Heineken Preparing for Femsa Cerveza Acquisition
The ASDI sets forth the terms under which Heineken N.V. will deliver approximately 29 million Allotted Shares to FEMSA in two instalments per year over a period of not more than five years. Heineken has the option to accelerate the delivery of the shares at its discretion.
8 Mar 2010 --- Heineken N.V. has announced that, in connection with the intended acquisition of FEMSA Cerveza that was announced on 11 January 2010, it will repurchase its own shares up to a maximum value of €100 million during the next three months. These shares are intended to be delivered to Fomento Económico Mexicano, S.A.B. de C.V. (“FEMSA”) under the terms of the Allotted Share Delivery Instrument (the “ASDI”) to be concluded between Heineken N.V. upon the completion of the acquisition of Femsa Cerveza.

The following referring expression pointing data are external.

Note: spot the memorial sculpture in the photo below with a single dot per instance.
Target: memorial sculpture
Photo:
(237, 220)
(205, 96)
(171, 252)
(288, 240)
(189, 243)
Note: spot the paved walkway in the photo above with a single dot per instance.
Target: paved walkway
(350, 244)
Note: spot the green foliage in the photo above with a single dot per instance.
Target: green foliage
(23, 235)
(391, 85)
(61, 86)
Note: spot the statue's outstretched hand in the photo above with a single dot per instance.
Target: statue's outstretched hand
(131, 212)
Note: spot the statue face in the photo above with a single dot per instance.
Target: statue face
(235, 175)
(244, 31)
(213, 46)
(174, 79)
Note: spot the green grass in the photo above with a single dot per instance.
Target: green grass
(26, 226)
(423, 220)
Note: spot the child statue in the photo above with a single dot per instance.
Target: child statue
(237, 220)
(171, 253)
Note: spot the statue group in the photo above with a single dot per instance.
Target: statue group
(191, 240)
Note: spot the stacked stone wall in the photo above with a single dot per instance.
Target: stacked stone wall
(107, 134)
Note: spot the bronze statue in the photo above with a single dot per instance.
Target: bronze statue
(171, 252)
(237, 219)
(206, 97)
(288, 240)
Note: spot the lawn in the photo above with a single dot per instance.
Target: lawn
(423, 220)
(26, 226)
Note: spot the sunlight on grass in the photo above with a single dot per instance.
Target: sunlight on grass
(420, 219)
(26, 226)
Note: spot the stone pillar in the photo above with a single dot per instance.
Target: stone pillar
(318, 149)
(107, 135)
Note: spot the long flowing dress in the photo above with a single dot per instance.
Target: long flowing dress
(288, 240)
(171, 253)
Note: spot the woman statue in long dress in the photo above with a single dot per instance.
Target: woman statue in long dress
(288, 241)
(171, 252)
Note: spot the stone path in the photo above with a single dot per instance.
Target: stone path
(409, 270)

The ASDI sets forth the terms under which Heineken N.V. will deliver approximately 29 million Allotted Shares to FEMSA in two instalments per year over a period of not more than five years. Heineken has the option to accelerate the delivery of the shares at its discretion.
For this first phase, Heineken has mandated a bank to repurchase Heineken N.V. shares in the open market on Heineken’s behalf, starting 8 March 2010 up to and including 8 June 2010, allowing the execution of share repurchases also during closed periods.
This phase will be executed in line with the authorisation given by the Annual General Meeting of Shareholders of 23 April 2009.
Heineken will regularly inform the market about the progress made in the execution of this programme.